Current track

Title

Artist

Background

Inflation rebounds in April heightening rate cut concerns

Written by on May 29, 2024

Inflation re-accelerated last month, compounding the challenge the Reserve Bank faces in taming simmering price pressure and delivering interest rate relief to cash strapped borrowers.

The monthly consumer price index rose to 3.6 per cent in the 12 months to April, the Australian Bureau of Statistics said on Wednesday, outpacing an expected increase of 3.4 per cent.

Trimmed mean inflation – the RBA’s preferred measure of prices which strips out volatile items like petrol – was steady at 4.1 per cent.

Despite a broader slowdown in household consumption, the hotter-than-expected inflation reading will add to concerns that price pressures and economic activity are re-intensifying.

Prior to the release, economists had warned that the monthly indicator would only provides a partial update of consumer prices.

Indeed, given April’s figures were heavily skewed towards goods, rather than more stubborn services prices, the reading is likely to underrepresent the actual inflation rate.

By itself, Wednesday’s result won’t change the timing of if and when the RBA can start to lower interest rates, which affect variable mortgages and other loans.

However, the result is likely to stoke fears that the RBA may need to deliver another rate hike, which governor Michele Bullock has not ruled out, or at the very least further delay rate cuts. Markets have not fully priced an interest rate cut until May 2025.

Among the most significant contributors to the annual increase were housing costs, with rents jumping 7.5 per cent as vacancy rates held at near-record lows, while the cost of home building also remained elevated at 4.9 per cent.

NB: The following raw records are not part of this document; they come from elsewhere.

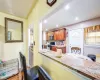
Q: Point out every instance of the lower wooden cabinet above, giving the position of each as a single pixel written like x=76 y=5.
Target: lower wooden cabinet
x=54 y=48
x=63 y=49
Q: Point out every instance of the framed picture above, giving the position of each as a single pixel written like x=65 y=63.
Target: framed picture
x=9 y=35
x=51 y=2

Food and vegetable prices recorded their strongest annual increase since April 2023, up 3.5 per cent, with unfavourable weather conditions driving price hikes everything from berries to broccoli, the ABS said.

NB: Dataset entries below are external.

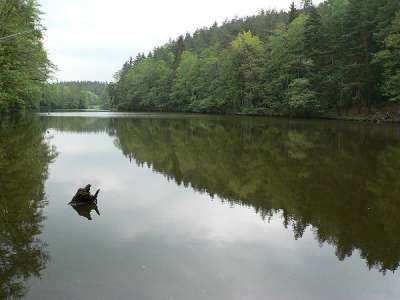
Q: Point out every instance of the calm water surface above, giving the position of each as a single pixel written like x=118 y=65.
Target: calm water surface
x=199 y=207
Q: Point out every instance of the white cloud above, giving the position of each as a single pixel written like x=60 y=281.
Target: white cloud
x=90 y=39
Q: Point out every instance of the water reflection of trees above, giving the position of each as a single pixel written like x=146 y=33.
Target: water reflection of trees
x=24 y=158
x=340 y=179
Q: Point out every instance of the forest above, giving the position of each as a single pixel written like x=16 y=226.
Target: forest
x=24 y=65
x=336 y=57
x=75 y=95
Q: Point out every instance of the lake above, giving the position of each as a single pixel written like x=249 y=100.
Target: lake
x=199 y=207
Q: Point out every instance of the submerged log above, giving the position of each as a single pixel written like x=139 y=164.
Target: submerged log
x=83 y=196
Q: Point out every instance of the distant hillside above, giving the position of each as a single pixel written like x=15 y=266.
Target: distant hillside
x=339 y=56
x=75 y=95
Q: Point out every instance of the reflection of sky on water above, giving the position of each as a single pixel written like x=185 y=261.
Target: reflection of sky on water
x=157 y=240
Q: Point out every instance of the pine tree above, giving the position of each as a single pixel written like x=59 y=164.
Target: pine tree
x=293 y=13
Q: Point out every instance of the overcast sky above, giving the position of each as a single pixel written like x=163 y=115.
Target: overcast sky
x=90 y=39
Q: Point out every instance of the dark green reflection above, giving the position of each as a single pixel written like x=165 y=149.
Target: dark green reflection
x=339 y=178
x=24 y=158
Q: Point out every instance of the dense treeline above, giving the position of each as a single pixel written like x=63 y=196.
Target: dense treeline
x=339 y=55
x=24 y=66
x=75 y=95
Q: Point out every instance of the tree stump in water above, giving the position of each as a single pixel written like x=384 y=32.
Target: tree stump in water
x=83 y=196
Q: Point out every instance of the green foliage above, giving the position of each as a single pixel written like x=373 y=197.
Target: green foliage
x=389 y=57
x=75 y=95
x=24 y=66
x=305 y=62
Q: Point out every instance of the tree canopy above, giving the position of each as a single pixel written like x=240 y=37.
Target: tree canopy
x=24 y=66
x=339 y=55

Similarly, petrol prices re-accelerated across the month to be 7.4 per cent higher on an annual basis as motorists were slugged at the bowser.

After health insurers delivered an average annual premium increase of 3 per cent – the highest in five years – health inflation jumped by 6.1 per cent.

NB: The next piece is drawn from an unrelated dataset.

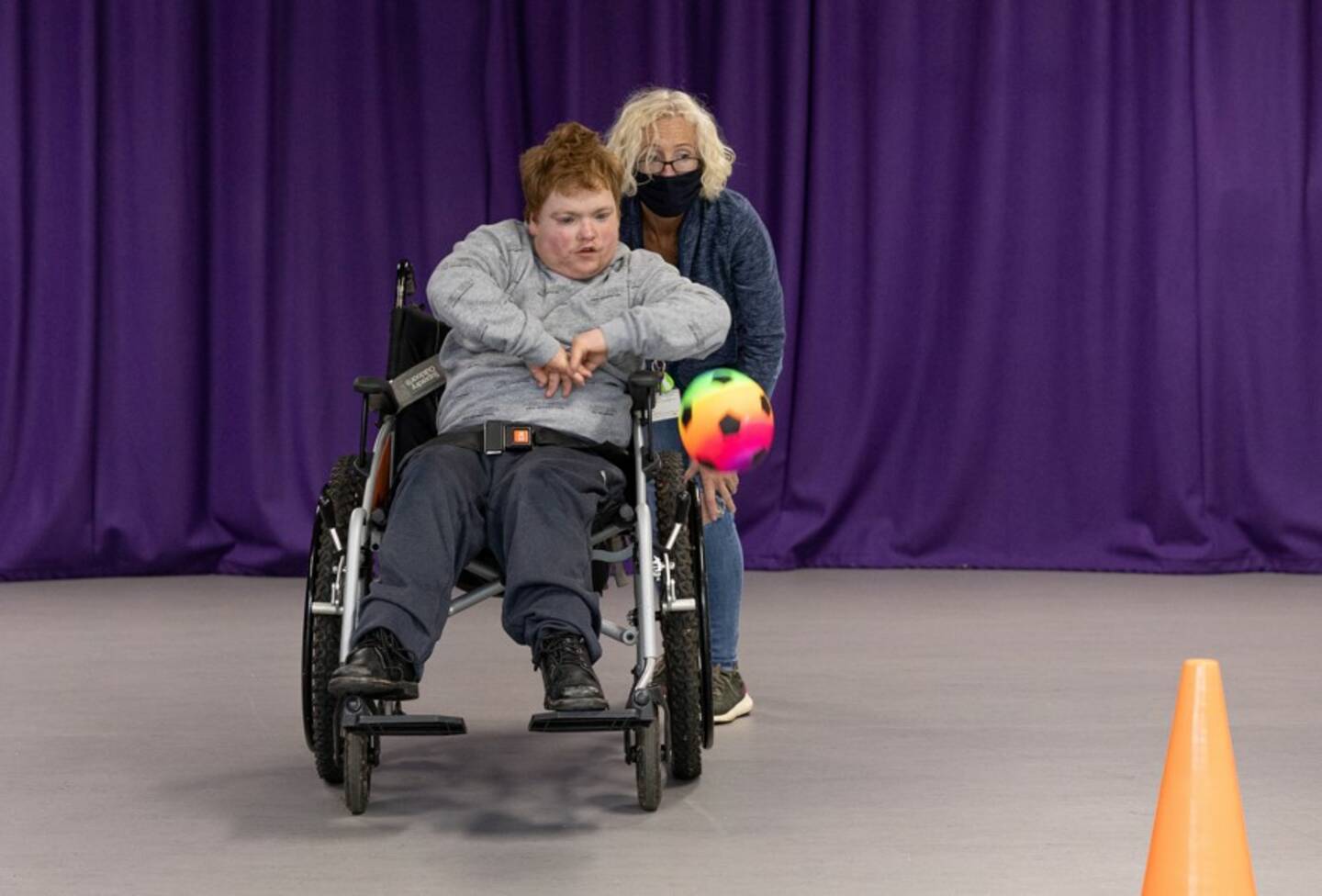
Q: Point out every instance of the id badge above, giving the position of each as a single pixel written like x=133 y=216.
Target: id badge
x=667 y=406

Electricity prices also rose by 4.2 per cent in the 12 months to April, however, had it not been for existing power bill subsidies, prices would have soared by 13.9 per cent over the same period.

Having peaked at 8.4 per cent in December 2022, inflation steadily retreated in the following 12 months but has since stalled at roughly 3.5 per cent, demonstrating the difficulty the RBA, like other central banks, has in achieving the last mile of its inflation fight.

It is expected that the $300 household power bill rebate unveiled in the May budget to lop half a percentage point off measured headline inflation, however economists have cautioned that the saving could fuel spending elsewhere in the economy, adding to inflationary pressures.